On Sunday, hours after Prime Minister John Major admitted that the peace process was bogged down, the Church of Ireland Archbishop of Armagh, Dr Robert Eames, warned that time was running out for the politicians.
Speaking on BBC Radio Ulster, Archbishop Eames said: "I am aware and as conscious of anyone of the difficulties and problems individuals are facing, but I have to say time is not on our side".
The peace process in Northern Ireland is currently at a standstill, with frantic efforts being made behind the scenes to ensure that all efforts do not capitulate. On Tuesday, a Progressive Unionist Party delegation met loyalist Ulster Volunteer Forte prisoners at the Maze to discuss the future of the peace process.
Meanwhile, paramilitaries from the Protestant Ulster Defence Association and Ulster Freedom Fighters at the jail have already withdrawn their support because of the lack of progress, and the failure of Sinn Fein and the IRA to commit themselves to non-violence.

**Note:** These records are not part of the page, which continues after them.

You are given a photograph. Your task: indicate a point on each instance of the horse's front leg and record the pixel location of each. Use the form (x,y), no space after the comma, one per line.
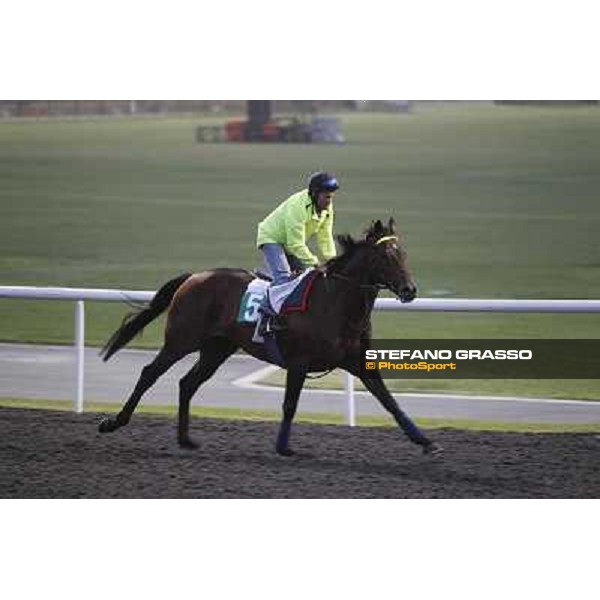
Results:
(293,386)
(376,385)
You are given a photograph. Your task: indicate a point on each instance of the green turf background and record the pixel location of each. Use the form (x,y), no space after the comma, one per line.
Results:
(498,202)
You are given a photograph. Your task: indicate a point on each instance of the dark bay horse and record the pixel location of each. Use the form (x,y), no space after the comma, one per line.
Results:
(202,317)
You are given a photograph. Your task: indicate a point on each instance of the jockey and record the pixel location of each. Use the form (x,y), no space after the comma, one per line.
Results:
(283,234)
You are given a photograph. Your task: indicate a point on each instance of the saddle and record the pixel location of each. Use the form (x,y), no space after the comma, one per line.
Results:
(266,306)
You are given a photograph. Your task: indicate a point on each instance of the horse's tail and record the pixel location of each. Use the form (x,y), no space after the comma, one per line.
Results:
(135,322)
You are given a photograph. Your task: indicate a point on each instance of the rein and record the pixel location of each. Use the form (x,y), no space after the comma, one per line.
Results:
(362,286)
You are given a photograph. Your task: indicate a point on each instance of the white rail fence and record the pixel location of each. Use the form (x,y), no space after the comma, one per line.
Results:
(80,295)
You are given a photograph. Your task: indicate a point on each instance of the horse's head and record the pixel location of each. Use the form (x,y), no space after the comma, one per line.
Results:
(388,262)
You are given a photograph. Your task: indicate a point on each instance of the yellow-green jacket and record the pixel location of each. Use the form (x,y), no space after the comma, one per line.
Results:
(293,223)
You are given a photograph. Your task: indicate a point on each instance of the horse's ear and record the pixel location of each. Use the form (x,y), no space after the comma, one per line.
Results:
(346,241)
(375,231)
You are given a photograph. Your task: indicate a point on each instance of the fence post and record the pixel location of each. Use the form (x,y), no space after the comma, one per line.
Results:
(79,354)
(350,408)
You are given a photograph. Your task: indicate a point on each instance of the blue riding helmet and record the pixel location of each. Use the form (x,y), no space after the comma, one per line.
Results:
(321,182)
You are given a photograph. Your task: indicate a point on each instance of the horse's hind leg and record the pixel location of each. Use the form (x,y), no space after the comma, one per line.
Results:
(150,373)
(212,356)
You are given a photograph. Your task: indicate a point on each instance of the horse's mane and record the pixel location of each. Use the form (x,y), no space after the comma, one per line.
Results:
(350,246)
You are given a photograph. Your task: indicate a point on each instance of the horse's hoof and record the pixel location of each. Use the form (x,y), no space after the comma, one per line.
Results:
(187,444)
(107,425)
(433,449)
(285,451)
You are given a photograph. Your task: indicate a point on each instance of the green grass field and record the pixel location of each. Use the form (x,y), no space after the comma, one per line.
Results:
(498,202)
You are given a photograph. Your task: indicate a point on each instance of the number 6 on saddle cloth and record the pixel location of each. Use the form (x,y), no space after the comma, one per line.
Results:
(282,299)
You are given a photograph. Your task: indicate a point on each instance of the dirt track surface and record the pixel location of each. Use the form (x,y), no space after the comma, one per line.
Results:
(48,454)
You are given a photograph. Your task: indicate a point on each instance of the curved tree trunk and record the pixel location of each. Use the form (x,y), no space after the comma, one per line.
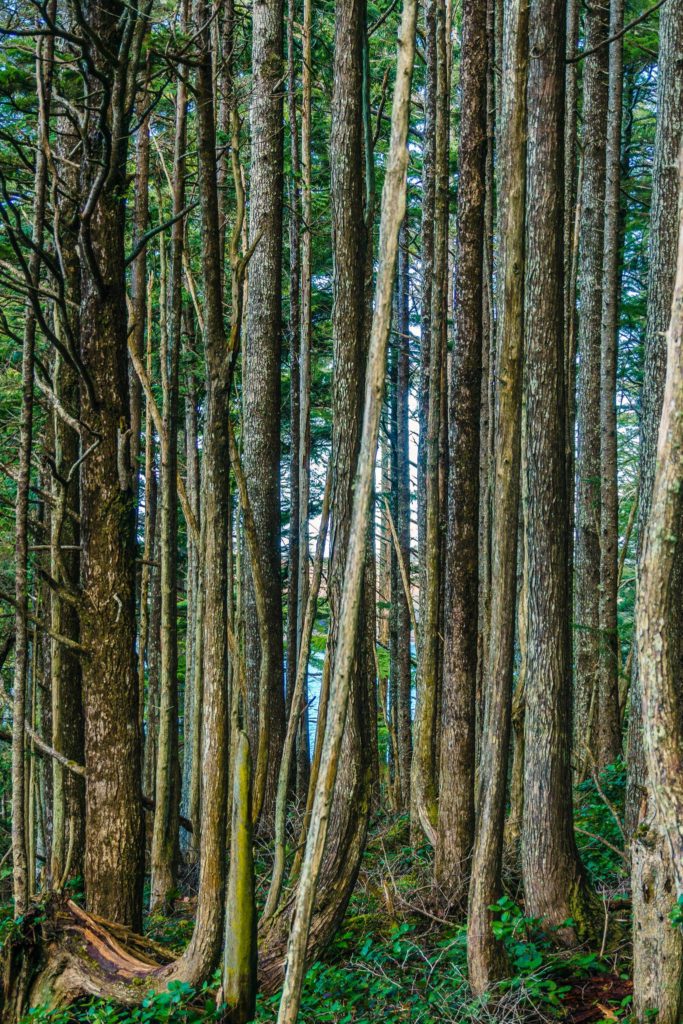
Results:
(554,885)
(588,406)
(456,808)
(483,952)
(261,387)
(657,952)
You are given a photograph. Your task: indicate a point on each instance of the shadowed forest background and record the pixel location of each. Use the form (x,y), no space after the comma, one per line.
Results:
(341,511)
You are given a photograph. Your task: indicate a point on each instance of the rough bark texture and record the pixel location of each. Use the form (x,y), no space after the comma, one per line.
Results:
(657,613)
(657,952)
(401,709)
(261,369)
(554,886)
(165,847)
(456,810)
(114,823)
(587,581)
(393,208)
(483,953)
(423,768)
(607,733)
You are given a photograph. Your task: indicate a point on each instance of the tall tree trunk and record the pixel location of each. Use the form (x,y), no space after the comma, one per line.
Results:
(401,706)
(165,849)
(294,551)
(393,208)
(423,769)
(483,953)
(587,581)
(114,824)
(657,951)
(608,722)
(261,372)
(349,810)
(456,810)
(303,753)
(658,640)
(20,880)
(554,886)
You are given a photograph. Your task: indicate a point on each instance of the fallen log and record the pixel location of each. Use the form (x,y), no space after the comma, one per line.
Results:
(57,953)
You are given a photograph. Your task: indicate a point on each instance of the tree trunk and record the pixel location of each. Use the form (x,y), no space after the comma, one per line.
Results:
(657,951)
(456,808)
(554,886)
(587,581)
(261,373)
(608,723)
(114,824)
(393,207)
(165,850)
(483,953)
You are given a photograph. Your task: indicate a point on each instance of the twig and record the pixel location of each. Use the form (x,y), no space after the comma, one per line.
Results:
(617,35)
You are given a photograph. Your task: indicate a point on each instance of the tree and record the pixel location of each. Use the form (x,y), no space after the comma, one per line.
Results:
(261,384)
(456,808)
(657,953)
(554,884)
(587,583)
(483,951)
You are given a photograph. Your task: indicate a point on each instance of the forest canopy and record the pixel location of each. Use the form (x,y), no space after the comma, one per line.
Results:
(341,511)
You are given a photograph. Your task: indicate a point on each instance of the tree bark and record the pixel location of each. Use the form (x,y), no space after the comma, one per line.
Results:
(657,951)
(165,849)
(658,608)
(607,738)
(587,580)
(456,808)
(261,372)
(484,958)
(393,207)
(554,885)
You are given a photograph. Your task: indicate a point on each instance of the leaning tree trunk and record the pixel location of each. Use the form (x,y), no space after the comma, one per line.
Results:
(456,807)
(349,811)
(608,723)
(261,386)
(165,849)
(658,607)
(393,207)
(588,409)
(554,885)
(657,951)
(20,880)
(483,952)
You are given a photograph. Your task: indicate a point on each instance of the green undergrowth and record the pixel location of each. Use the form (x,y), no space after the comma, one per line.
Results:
(396,961)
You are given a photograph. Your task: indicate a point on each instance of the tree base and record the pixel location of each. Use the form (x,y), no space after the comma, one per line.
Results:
(57,954)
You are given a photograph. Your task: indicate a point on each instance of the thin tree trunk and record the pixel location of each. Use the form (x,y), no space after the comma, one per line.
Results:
(165,849)
(587,582)
(393,206)
(456,810)
(423,778)
(657,951)
(484,958)
(303,753)
(20,879)
(401,707)
(294,551)
(658,643)
(261,391)
(554,886)
(608,725)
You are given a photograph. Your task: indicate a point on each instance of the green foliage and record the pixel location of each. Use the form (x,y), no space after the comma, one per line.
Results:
(179,1004)
(599,812)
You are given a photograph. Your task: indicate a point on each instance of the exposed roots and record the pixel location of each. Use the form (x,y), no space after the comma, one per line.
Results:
(57,954)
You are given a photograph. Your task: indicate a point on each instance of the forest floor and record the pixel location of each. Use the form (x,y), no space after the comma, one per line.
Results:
(396,960)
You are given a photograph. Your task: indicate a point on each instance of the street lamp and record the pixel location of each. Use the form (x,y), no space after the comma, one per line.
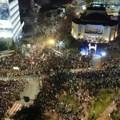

It is known among security circles that growing unease among the loyalist paramilitaries is threatening their own two-year truce.
In Dublin on Sunday, John Major, had an informal discussion with the Irish Prime Minister John Bruton. Both men then urged the Ulster parties to move from their entrenched positionas.
Mr Major said: "It has got bogged down, yes. But because it is bogged down does not mean that it is dead. Progress has not been as remotely as rapid as we would have liked.
"I am a veteran of being told the peace process is dead. I don't believe it".